Exemptions — A health care practitioner will not be required to report to ABC-MAP when he/she is a/an:

  • Licensed health care facility that distributes the controlled substance for the purpose of administration in the licensed health care facility
  • Correctional facility or its contractors if the confined person cannot lawfully visit a prescriber outside the correctional facility without being escorted by a corrections officer
  • Authorized person who administers a controlled substance, other drug, or device
  • Wholesale distributor of a controlled substance
  • Licensed provider in the Living Independence for the Elderly (LIFE) program (LIFE is a managed care program that provides medical and supportive service to eligible older individuals so they can continue to live independently.)
  • Provider of hospice as defined in the act of July 19, 1979 (P.L.130, No.48), known as the Health Care Facilities Act
  • Prescriber at a licensed health care facility if the quantity of controlled substances dispensed is limited to an amount adequate to treat the patient for a maximum of five days and does not allow for a refill
  • Veterinarian

Access to Data

Pharmacists and prescribers can access the system for information regarding their own patients.

Prescribers may query the system for:

  • New and existing patients
  • Prescriptions written using the prescriber’s own Drug Enforcement Agency (DEA) number

Dispensers may query the system for:

  • A current patient to whom the dispenser is dispensing or considering dispensing any controlled substance

The information being collected must be safeguarded in both its collection and distribution.

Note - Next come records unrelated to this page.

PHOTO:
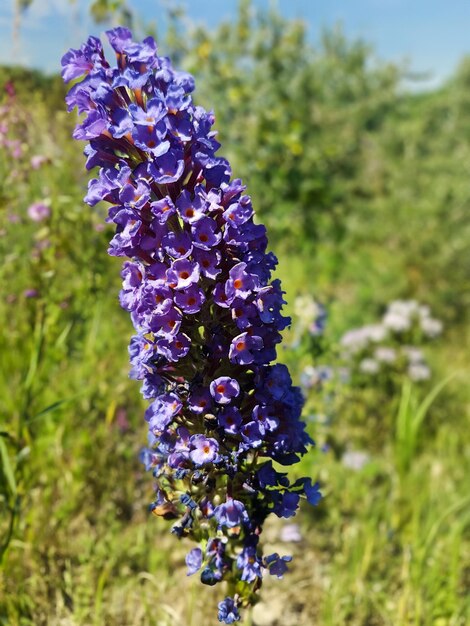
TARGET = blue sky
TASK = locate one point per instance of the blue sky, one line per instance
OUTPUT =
(433, 35)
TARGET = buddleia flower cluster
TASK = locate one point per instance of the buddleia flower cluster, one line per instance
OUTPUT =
(391, 346)
(207, 316)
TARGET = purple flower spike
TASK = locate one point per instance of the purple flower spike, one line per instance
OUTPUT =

By state law, the data is confidential and not subject to disclosure under the act of Feb. 14, 2008 (P.L.6, No.3), known as the Right-to-Know Law. Registration is required to obtain access. Access is restricted to approved, authorized users identified in the act of Oct. 27, 2014; Achieving Better Care By Monitoring All Prescriptions.

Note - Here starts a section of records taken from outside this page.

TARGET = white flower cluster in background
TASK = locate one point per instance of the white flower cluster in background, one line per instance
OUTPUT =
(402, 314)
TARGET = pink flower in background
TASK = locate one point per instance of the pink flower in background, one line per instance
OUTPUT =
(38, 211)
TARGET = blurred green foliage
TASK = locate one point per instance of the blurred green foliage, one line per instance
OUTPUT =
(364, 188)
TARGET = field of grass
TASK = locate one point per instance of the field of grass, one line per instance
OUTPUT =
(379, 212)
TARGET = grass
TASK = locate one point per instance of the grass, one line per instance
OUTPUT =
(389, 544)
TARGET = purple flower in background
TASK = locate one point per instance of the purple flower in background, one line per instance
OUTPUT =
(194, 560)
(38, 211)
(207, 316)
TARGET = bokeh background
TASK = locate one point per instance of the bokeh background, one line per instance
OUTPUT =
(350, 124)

Why Registering for System Access Once the Database Is Up and Running Will Be Important to Your Daily Practice of Medicine

  • When access is granted, you can log on and view controlled substance prescription history for a patient. If you see a pattern of excessive use of controlled substances, you can use more caution in prescribing or dispensing to the patient.
  • The database allows prescribers to detect pharmacy errors or fraudulent use of their DEA numbers. With access to the ABC-MAP system, a prescriber can query to find out which prescriptions for controlled substances were attributed to their DEA number.
  • When preparing for new patients, practitioners with access can query for prescription information on a new patient they will be seeing at a future appointment. This allows you to check on a patients’ Schedule II – V controlled substance drug history before you see them.
  • The ABC-MAP provides an important tool to health care professionals. It is intended to serve as a means to promote and improve patient wellbeing through better coordination of care, and to reduce the risk of addiction, diversion and overdose. It is not intended to interfere with the legitimate medical use of controlled substances.

Prescriber Resources

Education on the database will be part of PAMED’s ongoing series, “Addressing Pennsylvania’s Opioid Crisis: What Health Care Teams Need to Know,” which is a collaborative project of PAMED, DOH, and 10 other health care organizations.

Session 1 of this series takes a deep dive into the state’s opioid prescribing guidelines and is available for free to members in the Opioid Abuse Resource Center at Upcoming sessions in this four-part course will focus on naloxone, the warm-hand off, and the controlled substances database.

Also available on the Opioid Abuse Resource Center are voluntary prescribing guidelines for physicians, dentists, and pharmacists; a six-part CME series on the appropriate prescribing of long-acting and extended-release opioids; prescription checklist to help talk to patients about pain management; and a booklet to help identify pill-seeking patients and refer them to the appropriate treatment.